I am also using the original data, not the dataframes I manipulated for our EDA.
# Make 70/15/15 Train/Validate/Test split
set.seed(333)
splits <- initial_split(churn_data, prop = 0.70, strata = attrition_flag)
train <- training(splits)
other <- testing(splits)
splits2 <- initial_split(other, prop = 0.50, strata = attrition_flag)

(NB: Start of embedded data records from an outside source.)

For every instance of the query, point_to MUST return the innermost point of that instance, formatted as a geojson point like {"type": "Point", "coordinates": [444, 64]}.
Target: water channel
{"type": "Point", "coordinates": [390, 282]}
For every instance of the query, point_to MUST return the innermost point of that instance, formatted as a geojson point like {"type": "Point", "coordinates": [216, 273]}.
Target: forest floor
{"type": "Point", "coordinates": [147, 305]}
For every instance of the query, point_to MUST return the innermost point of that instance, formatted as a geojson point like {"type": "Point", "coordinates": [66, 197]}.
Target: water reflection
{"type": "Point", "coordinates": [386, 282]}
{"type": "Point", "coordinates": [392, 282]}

validation <- training(splits2)
test <- testing(splits2)
print(splits)
print(splits2)
Preprocessing the data
Let’s make a simple recipe for our data. XGBoost doesn’t need numeric
variable transformations, but we need to one-hot encode the categorical
features. SageMaker XGBoost doesn’t want id variables and the target
(attrition_flag
) must be the first column. We’ll also remove the table
header later.
churn_rec <- recipe(attrition_flag ~ ., data = train) %>%
step_dummy(all_nominal_predictors(), one_hot = TRUE) %>%
step_rm(id) %>%
prep()
churn_training <- churn_rec %>%
juice() %>%
select(attrition_flag, everything()) # just to put attrition_flag as 1st column
churn_validation <- bake(churn_rec, new_data = validation) %>%
select(attrition_flag, everything()) # just to put attrition_flag as 1st column
churn_test <- bake(churn_rec, new_data = test) %>%
select(attrition_flag, everything()) # just to put attrition_flag as 1st column
id_holdout <- holdout %>% select(id)
churn_holdout <- bake(churn_rec, new_data = holdout)

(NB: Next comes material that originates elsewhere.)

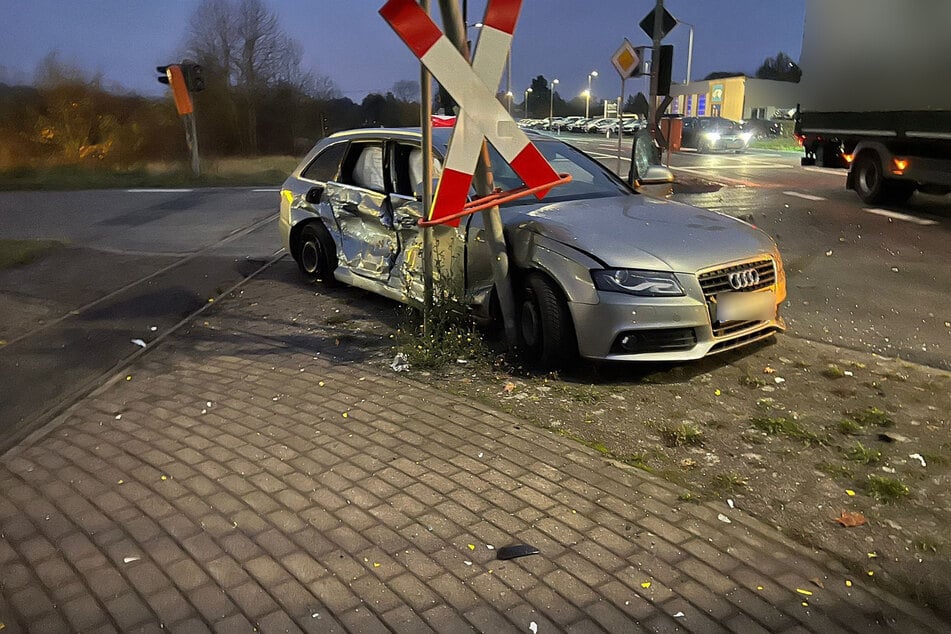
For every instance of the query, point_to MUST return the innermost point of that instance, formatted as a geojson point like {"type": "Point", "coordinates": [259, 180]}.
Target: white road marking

Great. Now all our data is transformed and ready for SageMaker XGBoost. First though, let’s run the training data through a basic XGBoost algo in R, just to look at feature importance.
bst <- xgboost::xgboost(data = data.matrix(subset(churn_training, select = -attrition_flag)),
label = churn_training$attrition_flag,
max_depth = 2, eta = 0.5, nthread = 2, nrounds = 100,
objective = "binary:logistic", verbose = FALSE)
## [22:07:55] WARNING: amalgamation/../src/learner.cc:1095: Starting in XGBoost 1.3.0, the default evaluation metric used with the objective 'binary:logistic' was changed from 'error' to 'logloss'. Explicitly set eval_metric if you'd like to restore the old behavior.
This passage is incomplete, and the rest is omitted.